Hey guys! Writing a bar in Triplets in Guitar Pro.
The Phrase ends in 7! triplets!

Does an equivalent exist in 8th notes?

GP counts only in 8ths or 16ths.

Thank You!
Mitch Essence.


----------



## mbhaub

Unless I'm missing something, Triplet implies three. So one quarter is replaced by 3 eighths, or 3 quarters in place of a half note, etc. In 3/4 time you could have at most 9 eighths - grouped as three groups of 3 triplets. Since triplets appear in multiples of 3, how do you get 7? Maybe, the correct term is *tuplet*. Not familiar with GP, but any good scoring software (Finale, Sibelius, Dorico, MuseScore) would have no problem placing a tuplet of 7 eights in place of 6 or whatever you want.


----------



## Mitch Essence

Thank you for your answer.
Here's how it works. I guess a 7 tuplet would be
7 eighths in place of a quarter but i have a musical phrase 
that is comprised of triplets, and that phrase
is expressed with 7 triplets where it also ends.

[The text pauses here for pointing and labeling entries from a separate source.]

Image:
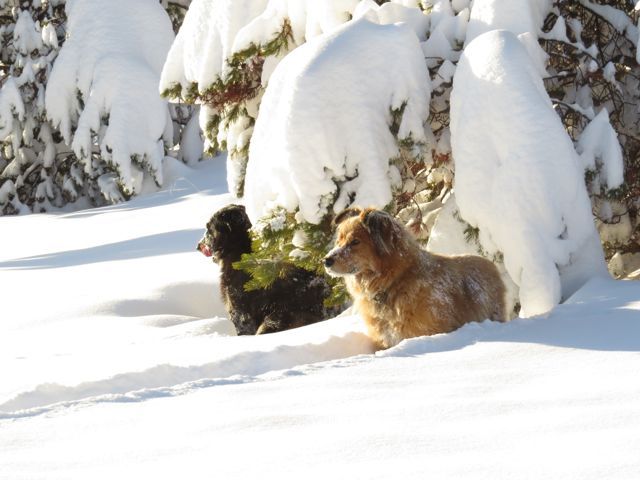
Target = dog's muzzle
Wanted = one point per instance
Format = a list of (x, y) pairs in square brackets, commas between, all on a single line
[(204, 249)]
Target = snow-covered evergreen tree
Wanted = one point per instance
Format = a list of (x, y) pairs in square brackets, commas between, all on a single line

So what would be the time signature in this odd
ending? 

Also in a 4/4 or 3/4 measure comprised of triplets
a phrase might end in the fifth triplet making the whole 
not adhering to a strong note in the beginning of a 
triplet or the start of a melody strictly in that, so we end up
one 8th triplet short or longer because the melody is expressed
in odd numbers.

GP does have tuplet subdivisions.


----------



## Taggart

Assuming each triplet is three eighth notes making up a quarter note, then you have 21 (7 x 3) notes arranged in 7 quarter note beats so you want a mix of 4/4 and 3/4 to get the thing to fit in two bars. 

If you wanted to avoid triplets, then you could write it in eighth notes as a bar of 12/8 and a bar of 9/8 to get your 7 beats and 7 groups of three.


----------